U.S. real GDP grew by 1.9% (annualized) in the fourth quarter according to the advance estimate, falling short of the median consensus estimate of 2.2%.
U.S. consumers, however, did not disappoint. Spending grew 2.5% (matching the median forecast for 2.5%), as spending on durable goods poster a third consecutive stellar quarter (10.9%). Spending on services was relatively weak, advancing only 1.3%, which was in part due to unseasonably warm weather depressing utility consumption.
Non-residential business investment accelerated in the fourth quarter. Total business spending grew 2.4%, as spending on equipment investment (3.1%) and intellectual property (+6.4%) outweighed a drop in structures (-5.0%).
Residential investment was also up a hearty 10.2%, after declining in the previous two quarters.
As expected, net-exports exerted a considerable drag on growth in the fourth quarter. Exports fell 4.3%, after jumping 10% in the third quarter, on a one time surge in soybean exports. More surprising was the 8.3% surge in imports. In total, net exports subtracted 1.7%-points from growth, after adding 0.9%-points in the third quarter.
Inventory investment was another big contributor to the headline, adding 1.0%-point.

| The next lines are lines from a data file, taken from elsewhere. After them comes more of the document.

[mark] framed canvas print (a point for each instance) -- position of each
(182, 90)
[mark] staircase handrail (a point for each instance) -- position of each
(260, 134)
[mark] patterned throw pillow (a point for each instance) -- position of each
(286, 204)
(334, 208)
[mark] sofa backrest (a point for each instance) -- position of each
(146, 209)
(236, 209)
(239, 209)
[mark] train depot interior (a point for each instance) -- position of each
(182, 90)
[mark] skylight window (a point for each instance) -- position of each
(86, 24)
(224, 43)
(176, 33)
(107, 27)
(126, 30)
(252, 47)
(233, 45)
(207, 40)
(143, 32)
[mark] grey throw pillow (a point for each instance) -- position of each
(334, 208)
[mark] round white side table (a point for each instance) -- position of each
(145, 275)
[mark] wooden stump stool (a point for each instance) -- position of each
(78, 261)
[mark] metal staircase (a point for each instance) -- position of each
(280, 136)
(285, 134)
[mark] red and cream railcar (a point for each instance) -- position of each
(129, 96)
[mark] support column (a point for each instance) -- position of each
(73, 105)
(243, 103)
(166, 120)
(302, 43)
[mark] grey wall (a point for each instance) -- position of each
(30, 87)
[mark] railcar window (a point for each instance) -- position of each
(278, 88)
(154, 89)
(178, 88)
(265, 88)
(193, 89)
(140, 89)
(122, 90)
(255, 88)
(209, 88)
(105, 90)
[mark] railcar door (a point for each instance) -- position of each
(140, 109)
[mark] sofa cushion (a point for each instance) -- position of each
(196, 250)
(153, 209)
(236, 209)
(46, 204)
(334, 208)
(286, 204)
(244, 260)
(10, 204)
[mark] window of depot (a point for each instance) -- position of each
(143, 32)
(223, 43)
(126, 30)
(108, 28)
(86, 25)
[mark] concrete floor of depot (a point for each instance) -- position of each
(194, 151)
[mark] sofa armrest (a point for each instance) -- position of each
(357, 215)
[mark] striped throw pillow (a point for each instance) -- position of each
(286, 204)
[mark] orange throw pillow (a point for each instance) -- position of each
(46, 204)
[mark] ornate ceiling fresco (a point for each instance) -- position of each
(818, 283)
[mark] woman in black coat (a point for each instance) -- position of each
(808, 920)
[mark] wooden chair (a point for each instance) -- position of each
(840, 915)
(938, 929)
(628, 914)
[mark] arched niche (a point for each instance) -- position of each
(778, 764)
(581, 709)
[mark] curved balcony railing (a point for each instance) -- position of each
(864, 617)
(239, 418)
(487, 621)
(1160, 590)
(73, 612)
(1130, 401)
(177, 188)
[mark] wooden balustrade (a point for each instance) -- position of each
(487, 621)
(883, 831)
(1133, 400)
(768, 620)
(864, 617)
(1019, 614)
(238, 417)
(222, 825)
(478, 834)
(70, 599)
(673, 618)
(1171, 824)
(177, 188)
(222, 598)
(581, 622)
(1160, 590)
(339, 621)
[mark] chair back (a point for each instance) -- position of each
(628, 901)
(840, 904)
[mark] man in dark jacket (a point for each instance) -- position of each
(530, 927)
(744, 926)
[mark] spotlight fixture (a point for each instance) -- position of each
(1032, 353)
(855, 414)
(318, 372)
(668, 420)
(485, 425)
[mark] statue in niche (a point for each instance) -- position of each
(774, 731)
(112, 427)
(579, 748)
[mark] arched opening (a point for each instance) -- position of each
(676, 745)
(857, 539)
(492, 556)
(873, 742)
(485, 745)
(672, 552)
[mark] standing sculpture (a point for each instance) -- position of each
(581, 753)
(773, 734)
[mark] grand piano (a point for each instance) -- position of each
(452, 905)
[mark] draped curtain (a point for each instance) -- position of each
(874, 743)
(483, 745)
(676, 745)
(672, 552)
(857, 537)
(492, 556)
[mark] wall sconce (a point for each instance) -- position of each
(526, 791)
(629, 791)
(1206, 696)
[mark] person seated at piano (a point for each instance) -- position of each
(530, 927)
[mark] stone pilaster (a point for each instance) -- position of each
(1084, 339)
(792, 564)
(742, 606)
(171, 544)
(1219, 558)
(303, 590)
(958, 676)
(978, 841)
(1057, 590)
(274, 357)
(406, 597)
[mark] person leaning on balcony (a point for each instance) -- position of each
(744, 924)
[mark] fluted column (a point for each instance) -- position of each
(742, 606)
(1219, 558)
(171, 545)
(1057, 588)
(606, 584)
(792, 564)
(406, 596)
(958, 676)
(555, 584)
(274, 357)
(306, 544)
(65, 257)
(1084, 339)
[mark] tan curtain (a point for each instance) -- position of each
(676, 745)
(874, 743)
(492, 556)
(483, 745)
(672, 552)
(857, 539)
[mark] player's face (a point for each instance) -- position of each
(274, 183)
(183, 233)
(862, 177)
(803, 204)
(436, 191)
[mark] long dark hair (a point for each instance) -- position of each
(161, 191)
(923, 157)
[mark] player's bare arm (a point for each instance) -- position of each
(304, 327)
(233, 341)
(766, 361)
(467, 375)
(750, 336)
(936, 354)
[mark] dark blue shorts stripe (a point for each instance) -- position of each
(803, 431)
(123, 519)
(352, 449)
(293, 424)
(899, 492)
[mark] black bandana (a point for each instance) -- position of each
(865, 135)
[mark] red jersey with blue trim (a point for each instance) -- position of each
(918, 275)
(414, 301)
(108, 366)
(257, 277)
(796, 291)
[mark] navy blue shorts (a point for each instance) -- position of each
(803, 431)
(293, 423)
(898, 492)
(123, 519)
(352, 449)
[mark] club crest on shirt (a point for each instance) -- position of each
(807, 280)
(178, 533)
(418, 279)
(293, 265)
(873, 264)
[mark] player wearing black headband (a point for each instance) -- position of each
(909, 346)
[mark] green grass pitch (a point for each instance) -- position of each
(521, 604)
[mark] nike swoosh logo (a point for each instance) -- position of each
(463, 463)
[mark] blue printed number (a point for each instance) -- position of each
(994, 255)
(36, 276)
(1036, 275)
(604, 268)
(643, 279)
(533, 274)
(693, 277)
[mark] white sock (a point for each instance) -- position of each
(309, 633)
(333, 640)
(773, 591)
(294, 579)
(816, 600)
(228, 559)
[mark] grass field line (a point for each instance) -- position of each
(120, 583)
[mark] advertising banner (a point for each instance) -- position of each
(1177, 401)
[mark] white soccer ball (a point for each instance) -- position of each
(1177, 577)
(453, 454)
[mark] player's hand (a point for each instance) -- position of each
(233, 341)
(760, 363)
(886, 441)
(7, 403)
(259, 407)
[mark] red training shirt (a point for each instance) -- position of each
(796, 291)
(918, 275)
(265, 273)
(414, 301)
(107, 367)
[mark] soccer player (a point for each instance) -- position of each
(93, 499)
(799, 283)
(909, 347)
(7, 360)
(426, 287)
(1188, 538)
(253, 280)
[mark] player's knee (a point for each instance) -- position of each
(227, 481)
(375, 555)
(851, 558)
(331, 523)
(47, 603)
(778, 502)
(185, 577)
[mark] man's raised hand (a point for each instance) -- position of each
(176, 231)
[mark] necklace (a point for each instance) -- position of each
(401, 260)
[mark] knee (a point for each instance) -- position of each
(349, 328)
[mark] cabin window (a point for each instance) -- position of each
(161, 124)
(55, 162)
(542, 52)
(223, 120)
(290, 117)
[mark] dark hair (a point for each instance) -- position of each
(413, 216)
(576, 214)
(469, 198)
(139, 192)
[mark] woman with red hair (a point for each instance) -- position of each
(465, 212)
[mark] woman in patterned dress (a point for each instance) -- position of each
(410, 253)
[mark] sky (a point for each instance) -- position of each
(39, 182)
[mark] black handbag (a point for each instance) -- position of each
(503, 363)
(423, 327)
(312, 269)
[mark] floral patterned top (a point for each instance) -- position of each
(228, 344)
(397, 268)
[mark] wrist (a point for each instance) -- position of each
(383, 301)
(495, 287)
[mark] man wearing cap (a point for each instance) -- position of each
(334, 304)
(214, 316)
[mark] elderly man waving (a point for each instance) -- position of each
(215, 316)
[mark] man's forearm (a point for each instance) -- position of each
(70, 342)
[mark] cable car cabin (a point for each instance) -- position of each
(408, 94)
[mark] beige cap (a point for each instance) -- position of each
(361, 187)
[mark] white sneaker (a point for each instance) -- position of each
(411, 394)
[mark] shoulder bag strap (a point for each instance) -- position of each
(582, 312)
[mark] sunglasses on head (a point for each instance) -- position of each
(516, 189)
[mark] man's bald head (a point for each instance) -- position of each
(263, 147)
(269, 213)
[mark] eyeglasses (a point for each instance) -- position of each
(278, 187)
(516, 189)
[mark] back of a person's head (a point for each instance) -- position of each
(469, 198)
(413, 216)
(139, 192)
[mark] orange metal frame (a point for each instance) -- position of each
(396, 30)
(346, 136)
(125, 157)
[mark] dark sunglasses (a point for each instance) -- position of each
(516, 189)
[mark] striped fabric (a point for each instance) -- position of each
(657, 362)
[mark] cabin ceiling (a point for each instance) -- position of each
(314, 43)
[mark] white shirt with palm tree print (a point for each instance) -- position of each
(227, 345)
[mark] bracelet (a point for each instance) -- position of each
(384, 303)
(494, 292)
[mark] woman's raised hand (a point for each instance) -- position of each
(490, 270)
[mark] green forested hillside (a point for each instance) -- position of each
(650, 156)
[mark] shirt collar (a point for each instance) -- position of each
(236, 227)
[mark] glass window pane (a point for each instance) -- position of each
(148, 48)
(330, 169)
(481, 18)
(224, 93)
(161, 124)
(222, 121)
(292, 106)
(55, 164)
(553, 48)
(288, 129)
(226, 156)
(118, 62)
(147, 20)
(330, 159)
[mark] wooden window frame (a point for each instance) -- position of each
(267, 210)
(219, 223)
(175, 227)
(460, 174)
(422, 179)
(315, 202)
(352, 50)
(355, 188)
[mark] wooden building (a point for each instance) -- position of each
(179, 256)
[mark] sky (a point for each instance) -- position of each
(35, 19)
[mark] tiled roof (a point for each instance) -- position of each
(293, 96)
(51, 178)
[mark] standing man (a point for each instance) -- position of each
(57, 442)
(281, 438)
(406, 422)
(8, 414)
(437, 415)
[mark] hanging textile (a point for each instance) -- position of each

While the fourth quarter growth headline came in short of expectations, much of the weakness stemmed from a larger-than-expected rebound in imports. The details on domestic demand were much stronger. Final domestic demand was up 2.5%, a step up from 2.1% in the previous quarter. Domestic demand is a better predictor of future growth than headline GDP, and the strength augurs well for the next year. Moreover, this estimate of GDP growth relies on incomplete information. There has been a consistent pattern of upward revisions to growth estimates over the past year, so this is not the final word on fourth quarter growth.
With all of 2016 now on the books, the economy grew by a modest 1.6% on an annual average basis, a step down from its 2.6% pace in 2015. However, this reflects a disappointing first half of the year. Looking at growth on a year-end to year-end basis, the U.S. economy grew by 1.9%, just slightly above the 2015 clip. We expect growth to accelerate above the 2.0% mark over the next year, supported by ongoing consumer spending growth and a firm rebound in business investment.
Today’s report continues to show a U.S. economy that is still taking up economic slack, and warrants a gradual pace of rate hikes by the Fed. The Fed’s preferred inflation measure was up a tame 1.3% in the fourth quarter, underscoring why the Fed can afford to be patient on rate hikes. In our recent Dollars & Sense publication, we outline that we expect the Fed to raise rates twice over the next year, raising its key policy rate every six months or so.